A cidadania mundial já está até nos banheiros


Os princípios da diversidade (ou unidade) global podem ser aplicados inclusive nos banheiros por uma exigência do movimento gay.

Primeiramente é necessário entender o que é esse conceito inspirado no ensinamentos de Baha’u’llah:

“...A cidadania mundial engloba( ...) a tomada de decisões de maneira cooperativa em todos os níveis da sociedade; a igualdade dos sexos (...) e, a disposição de sacrificar-se pelo bem comum...”

O “bem comum” é a unidade mundial (Habacuque 2:5).
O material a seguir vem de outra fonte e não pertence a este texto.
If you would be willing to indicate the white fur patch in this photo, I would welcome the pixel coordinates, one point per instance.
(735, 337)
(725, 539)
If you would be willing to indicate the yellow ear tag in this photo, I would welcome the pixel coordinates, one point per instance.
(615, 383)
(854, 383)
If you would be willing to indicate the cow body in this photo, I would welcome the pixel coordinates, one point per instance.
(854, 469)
Na nova ordem até os banheiros já começam a ser vistos como brilhantes raios do sol "divino" da unicidade global, onde homens e mulheres compartilham os mesmos banheiros devido a exigências de gays e lésbicas. Afinal...no vale da unidade não existe nenhum padrão ético ou moral para o futuro cidadão global:

O VALE DA UNIDADE
“...Ele contempla todas as coisas com a vista da unicidade, e vê os brilhantes raios do sol divino, que emanam do ponto do alvorecer da Essência, atingirem igualmente todas as coisas criadas...”.

E assim mais uma voz que sai dos trovões do Apocalipse ruge procurando sua vítima e dessa vez ela apareceu na Universidade de Manchester.

Notícia:

O centro acadêmico de uma das maiores universidades da Grã-Bretanha criou polêmica ao transformar seus banheiros em recintos unissex, atendendo a pedidos de estudantes transexuais.
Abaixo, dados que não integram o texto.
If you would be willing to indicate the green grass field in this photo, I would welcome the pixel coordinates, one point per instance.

O centro acadêmico da Universidade de Manchester, no norte da Grã-Bretanha, mudou as placas dos banheiros femininos de “mulheres” para simplesmente “banheiros”, e dos masculinos para “banheiros com mictório”.

As mudanças são em resposta a reclamações de estudantes transexuais que não se sentem à vontade para usar o banheiro masculino.
Um jornal da universidade, que tem 35 mil alunos, criticou a medida, mas a União Estudantil da Universidade de Manchester defende a iniciativa, dizendo que ela é necessária para combater a “transfobia”.

O centro acadêmico não revelou quantas reclamações recebeu de estudantes transexuais, mas disse que a questão era importante para “um número significativo”.
“Se você nasce mulher, mas se define como homem, poderia ter o direito de ir ao banheiro masculino”, disse Jennie Killip, membro da organização, em entrevista à BBC.

“Você não precisa necessariamente fazer uma cirurgia para mudar de sexo. Basta apenas se definir como sendo do outro sexo”, acrescentou.
Algumas alunas entrevistadas pela BBC criticaram a medida, dizendo que não se sentirão à vontade ao freqüentar o mesmo banheiro que homens.